Congedo di Paolo 6Io infatti sto già per essere versato in offerta ed è giunto il momento che io lasci questa vita. 7Ho combattuto la buona battaglia, ho terminato la corsa, ho conservato la fede. 8Ora mi resta soltanto la corona di giustizia che il Signore, il giudice giusto, mi consegnerà in quel giorno; non solo a me, ma anche a tutti coloro che hanno atteso con amore la sua manifestazione.

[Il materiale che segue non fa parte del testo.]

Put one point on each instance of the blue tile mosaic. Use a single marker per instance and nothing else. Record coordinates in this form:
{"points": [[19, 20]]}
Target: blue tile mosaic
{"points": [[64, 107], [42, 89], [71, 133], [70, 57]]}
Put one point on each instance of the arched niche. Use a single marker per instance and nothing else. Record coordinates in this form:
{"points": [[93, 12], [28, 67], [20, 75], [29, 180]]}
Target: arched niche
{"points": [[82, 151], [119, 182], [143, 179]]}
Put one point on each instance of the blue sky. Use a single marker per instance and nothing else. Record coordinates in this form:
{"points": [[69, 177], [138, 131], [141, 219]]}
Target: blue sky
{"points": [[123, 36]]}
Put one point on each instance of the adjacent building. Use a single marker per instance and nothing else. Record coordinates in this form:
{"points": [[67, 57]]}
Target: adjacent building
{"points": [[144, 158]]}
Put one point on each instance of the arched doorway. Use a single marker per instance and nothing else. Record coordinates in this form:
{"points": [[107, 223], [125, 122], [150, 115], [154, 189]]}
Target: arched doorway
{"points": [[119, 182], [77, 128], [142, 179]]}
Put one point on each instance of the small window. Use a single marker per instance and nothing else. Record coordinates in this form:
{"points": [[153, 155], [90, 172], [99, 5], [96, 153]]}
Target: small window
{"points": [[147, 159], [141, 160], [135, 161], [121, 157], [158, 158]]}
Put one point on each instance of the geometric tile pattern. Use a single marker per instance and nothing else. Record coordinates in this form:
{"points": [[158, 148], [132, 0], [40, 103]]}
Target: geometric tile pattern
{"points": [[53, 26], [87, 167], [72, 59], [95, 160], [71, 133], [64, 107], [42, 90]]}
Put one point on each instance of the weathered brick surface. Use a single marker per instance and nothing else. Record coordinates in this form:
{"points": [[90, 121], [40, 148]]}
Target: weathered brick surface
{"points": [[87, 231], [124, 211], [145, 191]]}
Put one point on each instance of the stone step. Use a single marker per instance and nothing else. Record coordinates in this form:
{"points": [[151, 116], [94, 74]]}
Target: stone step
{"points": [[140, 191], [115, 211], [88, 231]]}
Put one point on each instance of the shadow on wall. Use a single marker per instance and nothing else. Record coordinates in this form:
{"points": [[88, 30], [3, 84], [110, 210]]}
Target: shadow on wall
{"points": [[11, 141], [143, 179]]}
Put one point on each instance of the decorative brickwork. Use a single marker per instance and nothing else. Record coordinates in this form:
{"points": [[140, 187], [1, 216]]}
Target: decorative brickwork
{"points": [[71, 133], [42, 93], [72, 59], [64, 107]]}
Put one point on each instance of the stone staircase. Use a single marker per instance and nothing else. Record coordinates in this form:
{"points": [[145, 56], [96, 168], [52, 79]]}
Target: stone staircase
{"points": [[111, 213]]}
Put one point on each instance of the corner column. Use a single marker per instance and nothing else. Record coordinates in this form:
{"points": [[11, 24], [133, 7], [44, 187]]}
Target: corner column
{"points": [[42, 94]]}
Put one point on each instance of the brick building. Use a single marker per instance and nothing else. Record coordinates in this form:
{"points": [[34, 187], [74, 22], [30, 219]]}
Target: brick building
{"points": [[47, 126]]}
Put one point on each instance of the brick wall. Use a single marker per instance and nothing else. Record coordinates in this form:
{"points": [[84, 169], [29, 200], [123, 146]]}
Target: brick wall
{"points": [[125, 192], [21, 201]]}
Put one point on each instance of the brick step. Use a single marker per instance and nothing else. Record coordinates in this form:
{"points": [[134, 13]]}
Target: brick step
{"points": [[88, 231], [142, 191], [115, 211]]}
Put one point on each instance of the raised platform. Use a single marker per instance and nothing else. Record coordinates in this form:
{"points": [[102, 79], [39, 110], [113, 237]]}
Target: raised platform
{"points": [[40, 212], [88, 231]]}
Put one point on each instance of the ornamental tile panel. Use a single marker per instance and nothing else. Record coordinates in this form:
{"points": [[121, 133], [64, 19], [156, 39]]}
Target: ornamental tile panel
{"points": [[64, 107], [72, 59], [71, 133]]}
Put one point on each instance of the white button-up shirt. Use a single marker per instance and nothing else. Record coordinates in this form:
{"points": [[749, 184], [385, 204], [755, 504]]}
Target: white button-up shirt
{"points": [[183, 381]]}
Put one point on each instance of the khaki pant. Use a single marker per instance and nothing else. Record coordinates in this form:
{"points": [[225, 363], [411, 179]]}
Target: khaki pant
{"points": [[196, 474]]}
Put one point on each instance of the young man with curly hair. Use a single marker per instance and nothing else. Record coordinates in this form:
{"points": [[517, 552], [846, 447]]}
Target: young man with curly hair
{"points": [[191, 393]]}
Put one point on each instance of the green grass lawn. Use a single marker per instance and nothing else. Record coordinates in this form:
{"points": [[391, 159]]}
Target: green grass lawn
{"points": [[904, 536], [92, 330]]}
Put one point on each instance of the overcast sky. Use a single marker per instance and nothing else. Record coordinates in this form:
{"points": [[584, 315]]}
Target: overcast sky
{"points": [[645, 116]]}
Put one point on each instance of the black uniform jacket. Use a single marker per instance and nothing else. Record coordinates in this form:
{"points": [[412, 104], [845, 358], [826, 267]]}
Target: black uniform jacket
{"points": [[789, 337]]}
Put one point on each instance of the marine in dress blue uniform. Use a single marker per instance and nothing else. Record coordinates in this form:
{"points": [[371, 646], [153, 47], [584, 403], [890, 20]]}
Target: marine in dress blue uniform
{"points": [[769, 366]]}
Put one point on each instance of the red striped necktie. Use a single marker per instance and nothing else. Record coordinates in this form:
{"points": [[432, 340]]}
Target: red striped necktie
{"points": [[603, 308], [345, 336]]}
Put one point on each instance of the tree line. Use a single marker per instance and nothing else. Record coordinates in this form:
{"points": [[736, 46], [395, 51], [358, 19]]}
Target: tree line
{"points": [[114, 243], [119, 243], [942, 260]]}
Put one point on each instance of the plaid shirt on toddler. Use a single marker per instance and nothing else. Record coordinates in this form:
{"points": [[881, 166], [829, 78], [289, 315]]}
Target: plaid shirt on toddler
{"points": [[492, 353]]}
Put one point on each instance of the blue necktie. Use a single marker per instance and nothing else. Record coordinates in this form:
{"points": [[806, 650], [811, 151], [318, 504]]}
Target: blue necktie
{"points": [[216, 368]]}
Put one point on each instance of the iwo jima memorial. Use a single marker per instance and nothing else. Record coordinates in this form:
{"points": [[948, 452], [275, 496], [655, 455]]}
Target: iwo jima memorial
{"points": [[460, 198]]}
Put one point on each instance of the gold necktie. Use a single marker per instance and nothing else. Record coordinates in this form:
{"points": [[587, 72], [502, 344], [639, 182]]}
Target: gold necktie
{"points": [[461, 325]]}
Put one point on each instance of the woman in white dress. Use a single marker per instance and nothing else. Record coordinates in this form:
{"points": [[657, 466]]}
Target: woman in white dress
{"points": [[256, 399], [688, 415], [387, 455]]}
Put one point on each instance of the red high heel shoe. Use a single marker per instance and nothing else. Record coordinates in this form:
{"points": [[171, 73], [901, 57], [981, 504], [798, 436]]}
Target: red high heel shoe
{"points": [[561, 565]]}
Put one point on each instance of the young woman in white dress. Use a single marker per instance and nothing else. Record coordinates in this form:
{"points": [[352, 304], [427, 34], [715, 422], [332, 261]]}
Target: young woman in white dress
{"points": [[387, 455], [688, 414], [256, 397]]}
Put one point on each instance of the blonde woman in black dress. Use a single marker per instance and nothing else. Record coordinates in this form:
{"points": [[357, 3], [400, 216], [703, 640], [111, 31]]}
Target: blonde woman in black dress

La passione di Gesù e la passione di Paolo 9Cerca di venire presto da me, 10perché Dema mi ha abbandonato, avendo preferito le cose di questo mondo, ed è partito per Tessalònica; Crescente è andato in Galazia, Tito in Dalmazia. 11Solo Luca è con me. Prendi con te Marco e portalo, perché mi sarà utile per il ministero. 12Ho inviato Tìchico a Èfeso. 13Venendo, portami il mantello, che ho lasciato a Tròade in casa di Carpo, e i libri, soprattutto le pergamene. 14Alessandro, il fabbro, mi ha procurato molti danni: il Signore gli renderà secondo le sue opere. 15Anche tu guàrdati da lui, perché si è accanito contro la nostra predicazione. 16Nella mia prima difesa in tribunale nessuno mi ha assistito; tutti mi hanno abbandonato. Nei loro confronti, non se ne tenga conto. 17Il Signore però mi è stato vicino e mi ha dato forza, perché io potessi portare a compimento l’annuncio del Vangelo e tutte le genti lo ascoltassero: e così fui liberato dalla bocca del leone. 18Il Signore mi libererà da ogni male e mi porterà in salvo nei cieli, nel suo regno; a lui la gloria nei secoli dei secoli. Amen.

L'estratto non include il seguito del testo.